Die Auslöser sind in der Regel:

  • Nichteinreichung des Annual Report: Viele Staaten verlangen jährlich einen Bericht, der die Basisdaten der Gesellschaft bestätigt oder aktualisiert. Wird dieser nicht eingereicht, so droht die Administrative Dissolution.
  • Nichtbezahlung von Franchise Tax oder anderen Annual Fees: Manche Staaten erheben Zusatzgebühren, die oft als Franchise Tax bezeichnet werden. Diese fallen auch dann an, wenn die Gesellschaft operativ inaktiv ist. Ausbleibende Zahlungen können ebenfalls zur administrativen Auflösung führen.
  • Kein Registered Agent: Jede Gesellschaft benötigt im Gründungsstaat dauerhaft einen Registered Agent. Kündigt der Registered Agent und wird kein Ersatz beschafft, oder ist dessen Anschrift nicht mehr gültig, kann das ebenfalls ein Auflösungsgrund sein.

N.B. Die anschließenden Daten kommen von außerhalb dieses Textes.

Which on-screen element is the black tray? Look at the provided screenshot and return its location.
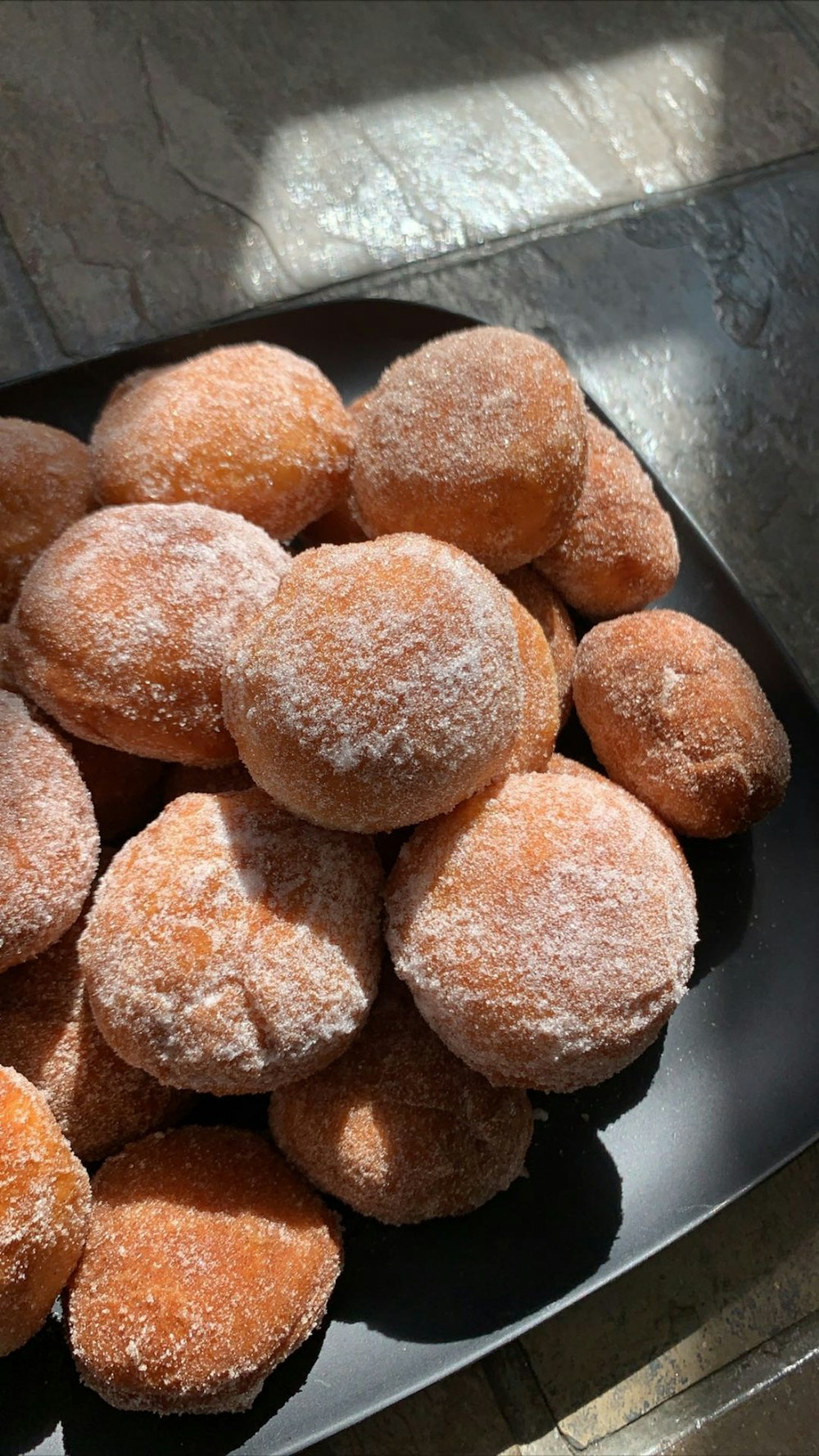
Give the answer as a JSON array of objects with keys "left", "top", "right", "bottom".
[{"left": 0, "top": 301, "right": 819, "bottom": 1456}]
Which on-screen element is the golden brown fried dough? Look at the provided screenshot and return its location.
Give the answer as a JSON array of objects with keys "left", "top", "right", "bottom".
[
  {"left": 574, "top": 610, "right": 790, "bottom": 839},
  {"left": 387, "top": 773, "right": 697, "bottom": 1092},
  {"left": 66, "top": 1127, "right": 341, "bottom": 1415},
  {"left": 269, "top": 975, "right": 533, "bottom": 1223},
  {"left": 223, "top": 535, "right": 523, "bottom": 833},
  {"left": 0, "top": 692, "right": 99, "bottom": 971},
  {"left": 9, "top": 505, "right": 290, "bottom": 764},
  {"left": 0, "top": 419, "right": 93, "bottom": 620},
  {"left": 346, "top": 328, "right": 586, "bottom": 571},
  {"left": 90, "top": 344, "right": 354, "bottom": 539},
  {"left": 0, "top": 1067, "right": 90, "bottom": 1355},
  {"left": 79, "top": 789, "right": 382, "bottom": 1095}
]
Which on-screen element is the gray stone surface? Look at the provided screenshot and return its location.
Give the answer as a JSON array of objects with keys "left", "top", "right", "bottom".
[
  {"left": 0, "top": 0, "right": 819, "bottom": 354},
  {"left": 587, "top": 1315, "right": 819, "bottom": 1456},
  {"left": 313, "top": 161, "right": 819, "bottom": 690},
  {"left": 0, "top": 219, "right": 64, "bottom": 378}
]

  • Unzustellbare Post / veraltete Adressen: Ist die Gesellschaft unter den registrierten Kontaktdaten nicht erreichbar und reagiert auf Mitteilungen nicht, kann ebenfalls die Administrative Dissolution eingeleitet werden.
  • Verstöße gegen State Law: Schwere oder wiederholte Verstöße können eine Rolle spielen, sind in der Praxis aber seltener als die formalen Compliance-Versäumnisse.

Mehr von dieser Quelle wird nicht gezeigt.